Seine Musik zu „Of Fathers and Sons“, der auf dem Sundance Festival 2018 mit dem World Documentary Grand Jury Price ausgezeichnet wurde, wurde im „Hollywood Reporter“ lobend erwähnt.

Der Fernsehsender SWR und die Filmförderung MFG verliehen ihm den „Rolf-Hans-Müller-Preis für Filmmusik“. Er wurde in der Kategorie KOMPOSITION AUDIOVISUELLE MEDIEN für den Deutschen Musikautorenpreis der GEMA nominiert.
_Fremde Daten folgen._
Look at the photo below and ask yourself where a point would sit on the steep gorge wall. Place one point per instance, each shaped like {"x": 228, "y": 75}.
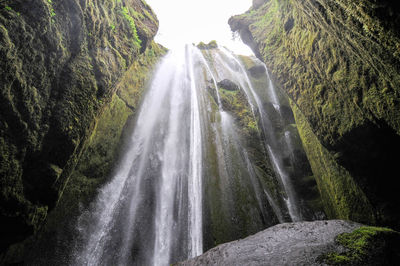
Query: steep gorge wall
{"x": 60, "y": 63}
{"x": 339, "y": 62}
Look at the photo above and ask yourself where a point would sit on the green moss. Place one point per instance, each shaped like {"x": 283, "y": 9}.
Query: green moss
{"x": 136, "y": 40}
{"x": 341, "y": 196}
{"x": 211, "y": 45}
{"x": 48, "y": 112}
{"x": 365, "y": 246}
{"x": 339, "y": 63}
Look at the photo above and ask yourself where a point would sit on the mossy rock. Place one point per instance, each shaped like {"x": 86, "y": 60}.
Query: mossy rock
{"x": 60, "y": 63}
{"x": 211, "y": 45}
{"x": 340, "y": 66}
{"x": 366, "y": 246}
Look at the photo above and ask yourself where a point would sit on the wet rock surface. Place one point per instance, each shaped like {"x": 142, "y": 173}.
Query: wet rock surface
{"x": 228, "y": 85}
{"x": 300, "y": 243}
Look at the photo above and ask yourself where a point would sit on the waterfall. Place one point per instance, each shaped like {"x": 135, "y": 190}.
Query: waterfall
{"x": 203, "y": 167}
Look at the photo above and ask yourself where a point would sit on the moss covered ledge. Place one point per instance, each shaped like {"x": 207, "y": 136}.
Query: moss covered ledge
{"x": 366, "y": 246}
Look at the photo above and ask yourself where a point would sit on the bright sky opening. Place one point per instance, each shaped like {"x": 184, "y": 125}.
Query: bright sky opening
{"x": 193, "y": 21}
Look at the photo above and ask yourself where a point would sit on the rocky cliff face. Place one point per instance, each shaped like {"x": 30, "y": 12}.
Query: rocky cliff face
{"x": 332, "y": 242}
{"x": 60, "y": 63}
{"x": 339, "y": 62}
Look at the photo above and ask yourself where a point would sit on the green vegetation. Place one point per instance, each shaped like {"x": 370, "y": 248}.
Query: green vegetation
{"x": 340, "y": 66}
{"x": 366, "y": 246}
{"x": 49, "y": 112}
{"x": 341, "y": 196}
{"x": 211, "y": 45}
{"x": 136, "y": 40}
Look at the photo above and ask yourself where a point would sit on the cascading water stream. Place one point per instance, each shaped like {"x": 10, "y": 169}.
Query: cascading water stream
{"x": 291, "y": 201}
{"x": 190, "y": 178}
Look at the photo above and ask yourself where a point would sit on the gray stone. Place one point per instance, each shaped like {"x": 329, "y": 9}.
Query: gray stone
{"x": 284, "y": 244}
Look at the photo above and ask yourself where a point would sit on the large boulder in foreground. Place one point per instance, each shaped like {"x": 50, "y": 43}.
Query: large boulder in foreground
{"x": 334, "y": 242}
Seine Musik für den mit dem PANORAMAPREIS der 61. Berlinale ausgezeichneten Film „Im Himmel unter der Erde“ („In Heaven Underground“) wurde zum Filmstart in New York in der „Huffington Post“ , der „The Jewish Week NY“ und dem „Film Journal International“ lobend erwähnt.
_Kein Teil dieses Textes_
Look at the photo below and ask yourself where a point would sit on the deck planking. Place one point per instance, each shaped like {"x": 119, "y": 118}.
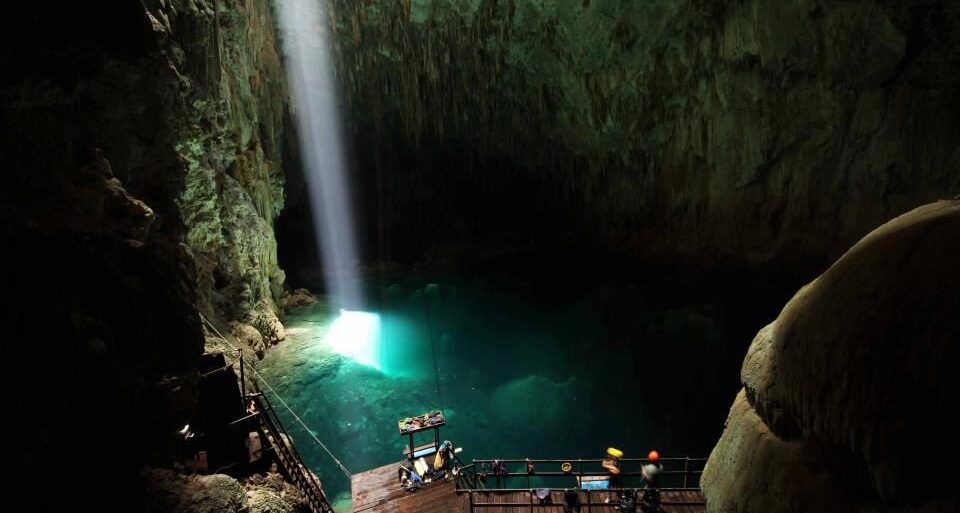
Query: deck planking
{"x": 378, "y": 491}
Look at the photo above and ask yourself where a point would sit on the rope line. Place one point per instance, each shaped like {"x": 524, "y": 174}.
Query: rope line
{"x": 309, "y": 431}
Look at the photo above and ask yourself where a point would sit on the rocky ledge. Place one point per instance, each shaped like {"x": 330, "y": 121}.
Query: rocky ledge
{"x": 848, "y": 396}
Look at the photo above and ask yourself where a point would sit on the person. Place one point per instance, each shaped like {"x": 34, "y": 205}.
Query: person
{"x": 612, "y": 465}
{"x": 651, "y": 470}
{"x": 444, "y": 456}
{"x": 571, "y": 501}
{"x": 650, "y": 498}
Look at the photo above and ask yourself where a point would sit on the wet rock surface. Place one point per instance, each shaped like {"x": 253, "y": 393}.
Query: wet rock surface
{"x": 680, "y": 130}
{"x": 142, "y": 145}
{"x": 849, "y": 393}
{"x": 219, "y": 493}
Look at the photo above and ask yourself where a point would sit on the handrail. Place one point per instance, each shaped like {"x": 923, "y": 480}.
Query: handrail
{"x": 606, "y": 494}
{"x": 674, "y": 469}
{"x": 289, "y": 458}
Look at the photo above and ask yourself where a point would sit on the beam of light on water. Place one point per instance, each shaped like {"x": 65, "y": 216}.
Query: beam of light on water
{"x": 357, "y": 336}
{"x": 308, "y": 49}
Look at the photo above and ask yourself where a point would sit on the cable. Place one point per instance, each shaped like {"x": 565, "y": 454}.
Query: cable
{"x": 340, "y": 465}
K. S. Elias komponiert für die erfolgreichen deutschen Fernsehserien „Tatort“, „Polizeiruf“ und „Schimanski“. Eine „Goldene CD“ erhielt er für mehr als 150.000 verkaufte Tonträger für die Komposition und Produktion der CD „Hinter Gittern“ mit Songs und Filmmusik zur Serie.

Für die Fernsehfilme „Die Spielerin“ und „Die Fahnderin“ komponierte er die Filmmusik, ebenso wie für „Nichts mehr wie vorher“, der mit dem Publikumspreis des „Deutschen Fernsehkrimi Festivals“ ausgezeichnet wurde, und für den er für den DEUTSCHEN FERNSEHPREIS 2016 nominiert wurde.

Auf dem Kinofestival in Lünen wurde er für seine Kompositionen zu dem Kino-Dokumentarfilm „Gerdas Schweigen“ mit dem Preis für die Beste Filmmusik ausgezeichnet. Seine Filmmusik für den von Bernd Eichinger produzierten Film „Siegfried“ wurde für den DEUTSCHEN FILMPREIS vorausgewählt.

Der Kinofilm „Der Schmetterlingsjäger“, für den er den Score schrieb, wurde auf der „Viennale“ und auf der „Duisburger Filmwoche“ gezeigt. Seit 2016 komponiert er die Musik für die erfolgreiche Sat1-Serie „Einstein“. Der Kinofilm „Zwischen Welten“, für den er Musik komponierte, lief 2014 im Wettbewerb um den Goldenen Bären auf der 64. Berlinale.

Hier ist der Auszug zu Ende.